Benjamin Cruz v. Giovanny Gomez, I/o and Classification Committee

202 F.3d 593, 2000 U.S. App. LEXIS 961, 2000 WL 85202
CourtCourt of Appeals for the Second Circuit
DecidedJanuary 26, 2000
Docket904, Docket 99-0129
StatusPublished
Cited by322 cases

This text of 202 F.3d 593 (Benjamin Cruz v. Giovanny Gomez, I/o and Classification Committee) is published on Counsel Stack Legal Research, covering Court of Appeals for the Second Circuit primary law. Counsel Stack provides free access to over 12 million legal documents including statutes, case law, regulations, and constitutions.

Bluebook
Benjamin Cruz v. Giovanny Gomez, I/o and Classification Committee, 202 F.3d 593, 2000 U.S. App. LEXIS 961, 2000 WL 85202 (2d Cir. 2000).

Opinion

JACOBS, Circuit Judge:

Plaintiff-appellant Benjamin Cruz, pro se and incarcerated, appeals a judgment of the United States District Court for the District of Connecticut (Dorsey, J.) dismissing Cruz’s 42 U.S.C. § 1983 claim against certain prison officials. The district court sua sponte dismissed Cruz’s complaint for failure to state a claim on which relief could be granted pursuant to 28 U.S.C. § 1915(e)(2)(B)(ii). The complaint alleges that defendants-appellees Giovanny Gomez and the members of the Facility Classification Review Committee violated Cruz’s rights under the Double Jeopardy Clause and the Due Process Clause (as incorporated by the Fourteenth Amendment). On appeal, Cruz argues that the district court erred in dismissing the complaint insofar as it seeks to state a due process claim.

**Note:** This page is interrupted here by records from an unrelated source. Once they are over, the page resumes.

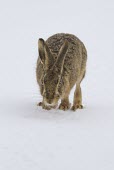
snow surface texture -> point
(30, 137)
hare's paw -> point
(40, 104)
(77, 106)
(64, 106)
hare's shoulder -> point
(56, 41)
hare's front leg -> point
(65, 104)
(77, 103)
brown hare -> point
(61, 64)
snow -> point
(33, 138)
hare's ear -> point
(61, 55)
(45, 54)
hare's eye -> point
(57, 95)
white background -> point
(32, 138)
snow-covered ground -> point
(30, 137)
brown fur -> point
(61, 64)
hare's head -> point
(52, 72)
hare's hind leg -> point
(77, 103)
(65, 104)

We vacate the district court’s dismissal of Cruz’s complaint and remand for further proceedings.

Background

A. Facts

For present purposes, the allegations of the complaint are assumed to be true.

Sometime prior to May 1998, Benjamin Cruz was placed in administrative segregation and close custody status at Northern Correctional Institution in Somers, Connecticut (“Northern”). Release to the general prison population from these restrictive housing programs is conditioned on the segregated prisoner’s completion of a three-phase reintegration program. An inmate who has received a Class A disciplinary report in the prior 120 days cannot move from phase one to phase two.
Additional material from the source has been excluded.